On comedy and Jews
How standup comedy converted me from (kinda) atheist to Jew. And some of my fave Jewish jokes.
I wrote about how standup comedy converted me from (kinda) atheist to Jew.
I began doing stand-up comedy. To find your comedic voice, you’re constantly looking for what’s authentic about you. And comedy crowds have a strange wisdom. They see through you. They tell you every night if you’re being authentic or if you’re just reciting some lines. And I noticed that when I talked about being Jewish, audiences responded. It felt like there was something true there.
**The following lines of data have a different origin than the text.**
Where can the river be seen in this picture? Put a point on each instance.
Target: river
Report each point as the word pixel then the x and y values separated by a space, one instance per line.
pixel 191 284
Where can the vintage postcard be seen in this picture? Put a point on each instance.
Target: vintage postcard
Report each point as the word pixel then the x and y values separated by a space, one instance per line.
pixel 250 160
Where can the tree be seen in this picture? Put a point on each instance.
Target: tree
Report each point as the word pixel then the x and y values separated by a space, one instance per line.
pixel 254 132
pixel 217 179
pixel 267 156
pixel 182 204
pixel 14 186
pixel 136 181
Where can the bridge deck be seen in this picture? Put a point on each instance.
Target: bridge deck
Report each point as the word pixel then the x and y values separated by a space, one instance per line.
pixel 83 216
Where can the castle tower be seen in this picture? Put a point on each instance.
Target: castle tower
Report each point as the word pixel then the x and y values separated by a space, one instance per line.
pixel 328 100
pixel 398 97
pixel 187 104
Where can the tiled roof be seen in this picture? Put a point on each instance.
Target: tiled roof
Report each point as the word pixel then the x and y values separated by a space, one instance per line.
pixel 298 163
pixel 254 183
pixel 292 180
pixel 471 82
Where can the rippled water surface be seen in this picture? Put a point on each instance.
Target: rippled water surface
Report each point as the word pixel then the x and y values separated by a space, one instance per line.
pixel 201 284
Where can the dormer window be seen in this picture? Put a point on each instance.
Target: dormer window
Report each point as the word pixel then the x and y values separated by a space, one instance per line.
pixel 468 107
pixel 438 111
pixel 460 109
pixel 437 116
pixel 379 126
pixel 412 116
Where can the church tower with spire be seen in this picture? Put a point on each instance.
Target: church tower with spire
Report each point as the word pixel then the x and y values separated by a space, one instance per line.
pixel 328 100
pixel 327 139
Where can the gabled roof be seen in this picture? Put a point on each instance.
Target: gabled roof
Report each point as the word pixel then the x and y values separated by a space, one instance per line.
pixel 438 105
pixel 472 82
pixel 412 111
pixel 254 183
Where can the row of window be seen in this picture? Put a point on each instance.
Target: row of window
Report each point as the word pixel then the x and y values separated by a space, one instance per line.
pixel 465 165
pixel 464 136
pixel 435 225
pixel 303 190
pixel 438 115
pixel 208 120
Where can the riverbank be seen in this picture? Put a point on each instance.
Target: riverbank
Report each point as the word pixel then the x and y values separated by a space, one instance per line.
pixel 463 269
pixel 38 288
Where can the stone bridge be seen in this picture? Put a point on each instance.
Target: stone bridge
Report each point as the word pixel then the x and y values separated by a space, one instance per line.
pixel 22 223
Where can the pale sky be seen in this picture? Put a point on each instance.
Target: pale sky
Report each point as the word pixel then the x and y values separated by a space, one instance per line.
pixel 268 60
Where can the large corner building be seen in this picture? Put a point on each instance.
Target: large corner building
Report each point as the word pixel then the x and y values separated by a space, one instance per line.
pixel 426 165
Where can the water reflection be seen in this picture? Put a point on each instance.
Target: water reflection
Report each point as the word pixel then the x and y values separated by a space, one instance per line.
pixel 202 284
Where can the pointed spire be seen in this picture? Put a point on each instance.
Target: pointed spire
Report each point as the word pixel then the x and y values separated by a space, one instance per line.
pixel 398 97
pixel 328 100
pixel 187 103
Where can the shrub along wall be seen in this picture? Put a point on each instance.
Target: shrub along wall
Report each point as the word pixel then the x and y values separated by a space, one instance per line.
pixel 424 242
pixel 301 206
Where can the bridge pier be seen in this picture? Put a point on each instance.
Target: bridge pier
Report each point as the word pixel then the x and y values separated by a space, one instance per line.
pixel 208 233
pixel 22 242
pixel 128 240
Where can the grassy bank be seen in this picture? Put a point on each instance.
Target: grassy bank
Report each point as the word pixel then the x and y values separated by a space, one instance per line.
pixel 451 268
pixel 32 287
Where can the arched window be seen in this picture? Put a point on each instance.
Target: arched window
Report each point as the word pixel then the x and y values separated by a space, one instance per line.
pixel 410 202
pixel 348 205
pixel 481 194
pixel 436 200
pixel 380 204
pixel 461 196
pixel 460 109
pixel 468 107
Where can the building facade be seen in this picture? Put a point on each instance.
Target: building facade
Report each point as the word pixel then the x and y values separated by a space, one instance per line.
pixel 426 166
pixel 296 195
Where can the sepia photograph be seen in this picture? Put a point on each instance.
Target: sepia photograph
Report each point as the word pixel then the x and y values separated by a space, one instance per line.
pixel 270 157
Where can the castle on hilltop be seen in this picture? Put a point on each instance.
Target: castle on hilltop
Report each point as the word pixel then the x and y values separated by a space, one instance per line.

As I got deeper into stand-up, I realized how many of my comedy idols were steeped in Judaism. Larry David (when accused on Curb of being a self-hating Jew: “Let me tell you something; I do hate myself, but it has nothing to do with being Jewish.”), Woody Allen (“Life is full of misery, loneliness, and suffering — and it’s all over much too soon.” ), Richard Lewis (“My grandparents had a satellite dish. They were the first ones, like, in 1961. It was like a Jewish one: It picked up problems from other families.”), Jon Stewart (“Sukkot is a Hebrew word meaning ‘how many holidays can Jews fit into one month?’ The answer, of course, is ‘I can’t be in tomorrow. It’s a Jewish holiday.’”), Howard Stern (his daughter is an Orthodox Jew!?), the Marx brothers (Groucho shows Chico a map: “And over there are the levees.” Chico replies, “Ah, dats-a da Jewish neighborhood.”), Garry Shandling (“My friends tell me I have an intimacy problem. But they don’t really know me.”), Mel Brooks (“May the Schwartz be with you.”), and on and on.
Sure, they all have different styles. Many of them barely even talk about Judaism. Yet still, they all seem thoroughly Jewish somehow. It’s in the way they turn over an idea and look at it. The outsider point of view. The neurosis. The strange obsession with justice. It feels like they are teaching Jewish values in a different, subtle way.